Bitcoin Bites ... Sez Social
Has the Bitcoin rollercoaster has turned into a death spiral? While Bitcoin has made billionaires out of some, like the Twinklevoss Twins massing a $6 billion slush fund out of the ether, for many they might be better off having invested their life savings with Bernie Madoff.
While a gaggle of cryptocurrencies have sprouted up over recent years, Bitcoin remains the 800 lb gorilla in the space despite it turning kyptoniteish of late, especially compared to many other wannabes.

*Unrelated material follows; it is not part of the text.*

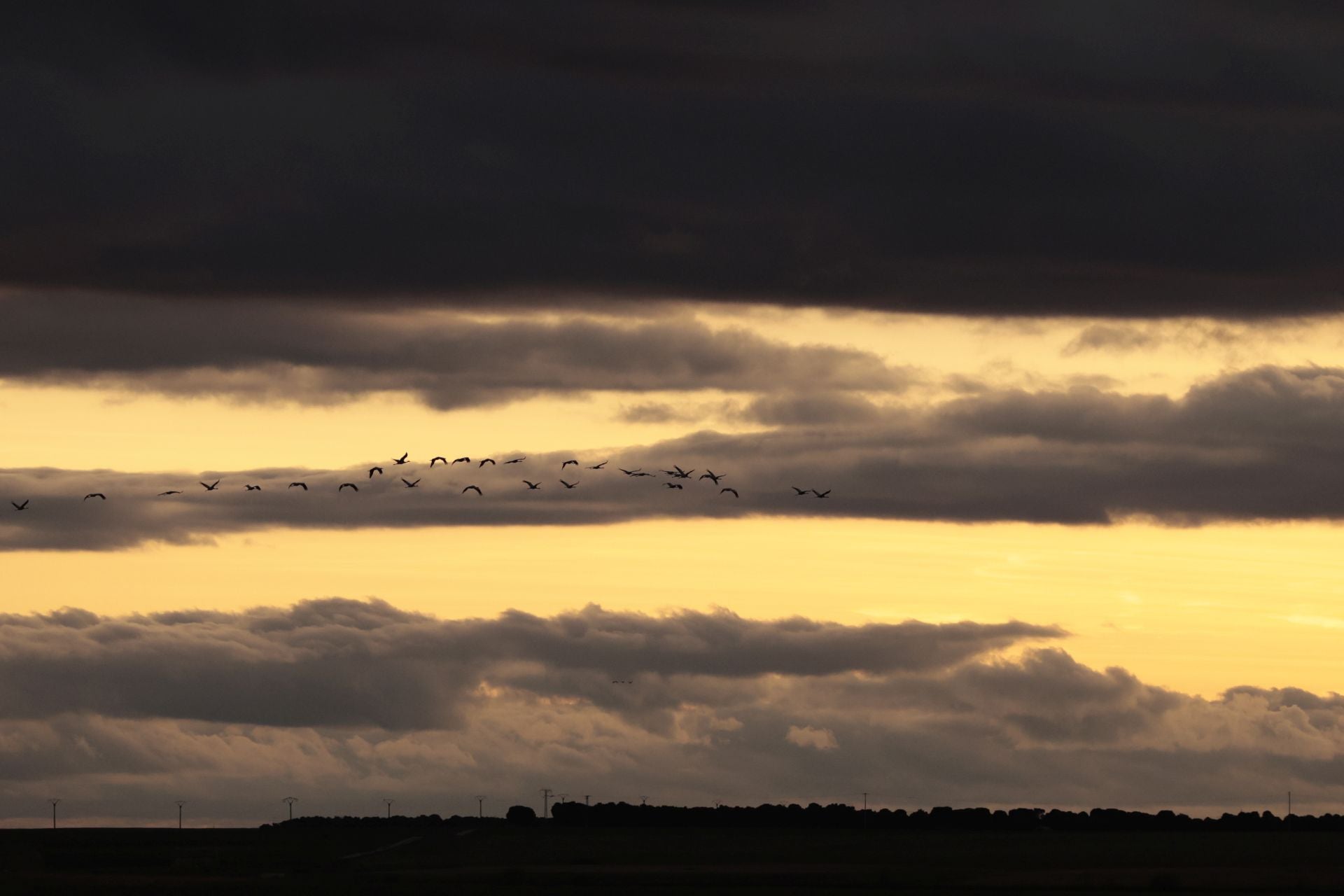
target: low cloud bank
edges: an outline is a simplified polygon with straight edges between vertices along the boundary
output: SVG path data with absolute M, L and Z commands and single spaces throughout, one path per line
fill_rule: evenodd
M 710 803 L 1344 805 L 1344 699 L 1214 700 L 1021 622 L 845 626 L 599 607 L 435 619 L 376 600 L 0 619 L 0 814 L 269 821 L 497 809 L 536 787 Z M 1012 656 L 1007 647 L 1016 647 Z M 1015 658 L 1013 658 L 1015 657 Z M 626 684 L 628 682 L 628 684 Z M 492 803 L 493 805 L 493 803 Z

Earlier this year Bitcoin was on fire when Tesla bought $1.5 billion of the vaporware and announced it would be accepting Bitcoin for Plaid Mode. Seemed like a match made in heaven. But Musky McMuckface got cold feet and recently pulled a mid block u-turn, abandoning Bitcoin due to the environmental nightmare mining the stuff has become. Given Musk's knack for threading the regulatory needle one might have thought he'd be pushing green crypto as long as the electrons for mining came from Tesla's SolarCity solar company. But all for naught as Musk more or less opened up the elevator doors and shoved Bitcoin into the empty elevator shaft where it dropped from north of $58,000 per Bitcoin in early May to presently under $34,000.
Bitcoin is also tanking verses other cryptos in the space pulling 43% positives in social media over the last two weeks compared to the closest rival Ethereum pulling 52% positives and Litecoin, Cardano and Monero all posting in the mid 60's percent positives.
Will we see Bitcoin restore its luster as it has time and time again? While Bitcoin has been eating a whoop sandwich of late in the market and in social, 43% positives and big volumes still shows some muscle and will likely rise again pulling in people's savings and pushing out greenhouse gases all in the name of chasing the all mighty buck, or bit.